NACOGDOCHES, TEXAS - "I think the audience will love the journey we will take them on," said Lancaster senior Lamar Jefferson when speaking of the Pulitzer Prize-winning play, "Rabbit Hole." The Stephen F. Austin State University School of Theatre's production opens tonight, Tuesday, Oct. 4, and will be presented at 7:30 p.m. each evening through Saturday, Oct. 8, in W.M. Turner Auditorium.

Jefferson and Wink senior Erin Whitmire portray Howie and Becca, a young couple whose 4-year-old son was killed in an accident eight months prior to the opening scene.

"People will be able to relate to (the storyline) probably on a very personal level," said Whitmire. "It's just like life. There's grief, and love, and comedy, and hope-and it's all believable."

Amelia Fultz, Missouri City junior who portrays Becca's sister, Izzy, expanded upon the play's realisim. "Most dramas tend to be a little overdone and unrealistic, but Lindsay-Abaire's writing is natural and fuss-free. The scenes are realistic, as if the audience walked in on a real family sitting around and talking."

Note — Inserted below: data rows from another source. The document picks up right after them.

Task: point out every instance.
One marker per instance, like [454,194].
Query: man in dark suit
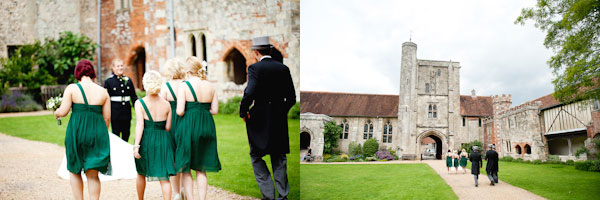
[492,166]
[121,91]
[476,163]
[271,92]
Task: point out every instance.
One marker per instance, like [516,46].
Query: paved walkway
[463,185]
[28,171]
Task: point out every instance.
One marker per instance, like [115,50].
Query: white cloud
[355,46]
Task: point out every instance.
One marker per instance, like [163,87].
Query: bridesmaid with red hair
[86,142]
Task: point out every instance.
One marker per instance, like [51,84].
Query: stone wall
[520,126]
[24,21]
[313,124]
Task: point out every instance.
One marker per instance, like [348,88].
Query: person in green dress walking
[86,142]
[154,147]
[175,71]
[196,136]
[463,160]
[448,157]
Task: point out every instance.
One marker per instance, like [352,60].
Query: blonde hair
[195,67]
[175,68]
[152,82]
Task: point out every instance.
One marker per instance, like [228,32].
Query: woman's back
[204,91]
[158,107]
[94,94]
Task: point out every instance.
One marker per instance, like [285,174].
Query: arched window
[193,41]
[368,131]
[204,57]
[432,111]
[345,129]
[387,132]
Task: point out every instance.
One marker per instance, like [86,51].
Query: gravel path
[19,114]
[28,171]
[463,185]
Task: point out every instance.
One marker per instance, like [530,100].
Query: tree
[331,134]
[573,33]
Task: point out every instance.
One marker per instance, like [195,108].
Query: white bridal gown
[121,160]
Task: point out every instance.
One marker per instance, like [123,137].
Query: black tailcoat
[476,162]
[492,157]
[271,90]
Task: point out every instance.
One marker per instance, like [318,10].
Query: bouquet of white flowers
[53,104]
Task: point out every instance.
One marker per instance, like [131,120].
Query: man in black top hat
[492,166]
[476,163]
[121,91]
[271,92]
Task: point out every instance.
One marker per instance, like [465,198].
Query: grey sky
[355,46]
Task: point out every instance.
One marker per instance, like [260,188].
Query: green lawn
[377,181]
[552,181]
[236,176]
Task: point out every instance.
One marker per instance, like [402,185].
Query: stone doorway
[304,140]
[431,147]
[236,67]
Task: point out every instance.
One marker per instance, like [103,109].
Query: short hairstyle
[175,68]
[116,60]
[194,65]
[152,82]
[84,68]
[264,51]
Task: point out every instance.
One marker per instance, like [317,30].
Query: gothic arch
[437,136]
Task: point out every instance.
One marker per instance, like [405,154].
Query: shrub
[582,150]
[326,156]
[345,156]
[141,94]
[371,159]
[294,112]
[384,155]
[553,159]
[570,162]
[354,148]
[507,158]
[370,147]
[18,102]
[588,165]
[332,135]
[231,106]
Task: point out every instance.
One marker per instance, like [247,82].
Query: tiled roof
[478,106]
[347,104]
[547,101]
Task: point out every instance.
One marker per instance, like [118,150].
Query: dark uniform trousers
[120,108]
[263,177]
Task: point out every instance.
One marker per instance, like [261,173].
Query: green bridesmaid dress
[196,138]
[174,117]
[448,161]
[156,150]
[463,161]
[86,142]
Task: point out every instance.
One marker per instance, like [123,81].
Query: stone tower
[406,103]
[429,103]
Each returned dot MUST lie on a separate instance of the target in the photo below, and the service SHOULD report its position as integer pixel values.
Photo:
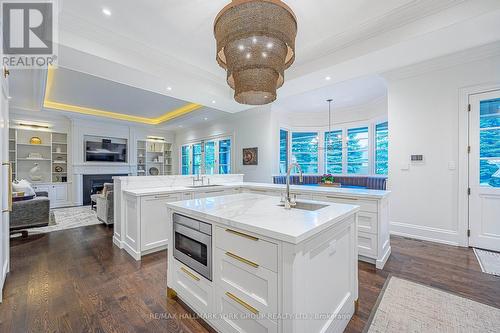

Even though the characters are dealing with a loss, there is a good balance of pain and humor, remarked Jefferson.

In fact, White Oak senior Lindsay Love says the purpose of her character (Becca's mother, Nat) is to provide comic relief and comfort.

"The scenes between Izzy and Nat are hilarious," said Fultz. "I'm able to break out of my shell for this role as the 'screw-up sister' who has a habit of breaking the tension in the room."

Nick Pinelli, a freshman from The Woodlands who is making his SFA acting debut with "Rabbit Hole," is impressed with the development each of the characters goes through during the play. "The audience is given just enough information about each character and then watches them grow."

Professor Scott Shattuck, director of the SFA School of Theatre and of the play, invites the community to see the production. "The subject matter may not sound like much fun, but please trust us on this one. It's moving, uplifting, and actually quite funny."

In conjunction with the play's five performances, the School of Theatre is presenting "Survived By . . . ," a symposium on the experience of grief. Before or after each performance, an expert on grief will speak from either an academic, medical or spiritual perspective. All talks will be given in W.M. Turner Auditorium and are free. Please go to www.theatre.sfasu.edu for a detailed schedule of speakers and their topics.

"Rabbit Hole," which is recommended for mature audiences, is a joint presentation of the SFA College of Fine Arts and School of Theatre. It is sponsored in part by Tipton Ford-Lincoln.

W.M. Turner is located in the Griffith Fine Arts Building, 2222 Alumni Drive.